E dopo la “Gazzetta” venne “Il Giorno”.

«Brera fu addirittura licenziato dalla ‘Gazzetta’ per avere scritto non so cosa di non gradito alla proprietà, mi pare che avesse esaltato il grande mezzofondista Emil Zatopek, cecoslovacco e comunista. Brera creò un settimanale, ‘Sport giallo’. Lo faceva praticamente da solo, anch’io scrivevo tantissimo. Nel ’56 nacque ‘Il Giorno’. Ci andammo Brera, Mario Fossati, grande cantore di ciclismo ma anche della montagna, Pilade Del Buono, Gianmario Maletto, Giulio Signori e io».

Uno squadrone.

«Nemmeno il ‘Corrierone’ ne aveva uno uguale. Con una cosa in più: eravamo amici, veramente amici. Fra noi non esistevano invidie. La sera, dopo il lavoro, si andava a cena al ristorante ‘da Riccione’, dai fratelli Metalli. Come capo, Brera era sempre pronto a incoraggiare, ad aiutare con un consiglio. Anche paterno. Era così: una persona dolcissima sotto una scorza di ruvidezza».

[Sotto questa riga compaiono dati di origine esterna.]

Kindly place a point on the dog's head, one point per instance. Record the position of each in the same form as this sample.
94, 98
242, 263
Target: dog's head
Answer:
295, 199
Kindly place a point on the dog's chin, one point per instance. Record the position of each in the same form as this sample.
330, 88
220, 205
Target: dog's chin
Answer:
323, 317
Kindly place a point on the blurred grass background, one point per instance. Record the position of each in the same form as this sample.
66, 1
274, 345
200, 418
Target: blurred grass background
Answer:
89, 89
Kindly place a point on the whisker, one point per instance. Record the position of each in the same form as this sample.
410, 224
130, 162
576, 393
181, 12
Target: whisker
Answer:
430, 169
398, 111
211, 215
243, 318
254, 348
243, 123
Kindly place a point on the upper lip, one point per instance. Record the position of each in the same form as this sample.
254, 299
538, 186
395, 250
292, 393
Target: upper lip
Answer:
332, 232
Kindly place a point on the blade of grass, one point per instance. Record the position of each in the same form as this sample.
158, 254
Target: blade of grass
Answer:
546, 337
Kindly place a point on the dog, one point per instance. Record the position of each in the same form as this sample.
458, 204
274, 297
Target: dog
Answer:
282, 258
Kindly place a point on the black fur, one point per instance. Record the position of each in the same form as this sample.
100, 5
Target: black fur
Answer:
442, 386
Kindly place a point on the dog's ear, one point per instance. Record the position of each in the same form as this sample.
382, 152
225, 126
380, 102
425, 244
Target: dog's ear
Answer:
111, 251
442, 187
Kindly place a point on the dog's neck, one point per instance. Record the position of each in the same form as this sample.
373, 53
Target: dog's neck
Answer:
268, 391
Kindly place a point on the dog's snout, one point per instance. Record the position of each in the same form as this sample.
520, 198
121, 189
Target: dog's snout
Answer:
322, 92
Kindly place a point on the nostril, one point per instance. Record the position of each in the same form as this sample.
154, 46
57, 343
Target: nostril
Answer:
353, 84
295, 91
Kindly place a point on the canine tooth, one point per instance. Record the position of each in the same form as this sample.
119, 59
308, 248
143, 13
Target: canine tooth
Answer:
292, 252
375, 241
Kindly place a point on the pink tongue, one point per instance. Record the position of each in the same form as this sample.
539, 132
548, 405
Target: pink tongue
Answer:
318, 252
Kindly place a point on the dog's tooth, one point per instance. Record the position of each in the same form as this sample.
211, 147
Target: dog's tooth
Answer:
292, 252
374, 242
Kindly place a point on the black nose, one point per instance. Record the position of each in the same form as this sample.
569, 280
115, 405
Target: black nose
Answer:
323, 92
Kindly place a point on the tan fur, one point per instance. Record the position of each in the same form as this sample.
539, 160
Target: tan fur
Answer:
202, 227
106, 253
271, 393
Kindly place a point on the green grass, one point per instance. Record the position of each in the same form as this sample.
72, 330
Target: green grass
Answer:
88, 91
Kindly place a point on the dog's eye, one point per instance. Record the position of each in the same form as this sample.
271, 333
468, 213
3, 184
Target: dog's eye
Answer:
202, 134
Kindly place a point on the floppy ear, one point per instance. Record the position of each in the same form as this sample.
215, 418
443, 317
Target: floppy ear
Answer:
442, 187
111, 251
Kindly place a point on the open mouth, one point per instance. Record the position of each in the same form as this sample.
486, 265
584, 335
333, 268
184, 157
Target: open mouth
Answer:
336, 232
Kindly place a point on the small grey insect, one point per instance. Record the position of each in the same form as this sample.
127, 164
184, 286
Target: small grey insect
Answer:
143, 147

Qual era il collante della vostra simbiosi?

«Da parte mia l’ammirazione, da parte sua non so. A volte si andava insieme a seguire le partite, lui la cronaca, io il ‘colore’. Le mie erano una sessantina di righe, i suoi pezzi erano molto più lunghi. Capitava che io dettassi le prime due cartelle mentre Brera continuava a scrivere».

Un gruppo sempre unito, coeso.

«Sempre. Una volta facemmo andare via uno che era diventato capo della nostra redazione. Non faceva parte del gruppo. Sono andato da Brera nel suo buen retiro di Bosisio Parini. ‘Senti, fa’ in modo di riprendere la guida della redazione’. ‘No, Gianni, mi ha risposto, fallo tu’. Sono volato a Milano a 100 all’ora e mi sono presentato da Italo Pietra, direttore del ‘Giorno’. ‘Quello che avete messo come capo non va bene’. Pietra mi ha risposto come Brera: ‘Fallo tu’. Sono stato capo della redazione sportiva per un giorno, prima di proporre Giulio Signori. L’altro l’ho incontrato anni dopo e mi ha ringraziato: era diventato inviato di un importante settimanale».

Con Brera scriveste anche delle commedie.

«Tre. La prima, ‘El general Pirla’ era una farsa in dialetto ispirata al ‘Miles gloriosus’ di Plauto. Un’altra commedia s’intitolava ‘L’amore è N.A.T.O’. La portammo a Walter Chiari. Gianni iniziò a leggere e Walter pareva interessato e divertito. A un certo punto si addormentò. Gianni non se ne accorse e continuò a leggere. Fu interrotto da una mia risata. Ce ne andammo lasciando Walter sprofondato nel sonno. La terza era una satira suggerita, in un certo senso, da due figli di Brera che erano due sessantottini. Era intitolata ‘Andiamo a Cuba’. Pensammo al Piccolo Teatro e mandammo il copione a Paolo Grassi. Non arrivò risposta. Provammo con Franco Parenti. Silenzio anche questa volta. A distanza di tempo, Parenti mi disse che la commedia lo aveva molto divertito, ma che era impossibile rappresentarla perché contraria alla linea del partito».

Clerici, perché uno che ha conosciuto Brera tanto bene non ha mai scritto una sua biografia?

«Proprio per questo motivo. Perché quando si conosce la vita di una persona fino al suo intimo è impossibile rivelarla. Impossibile e ingiusto».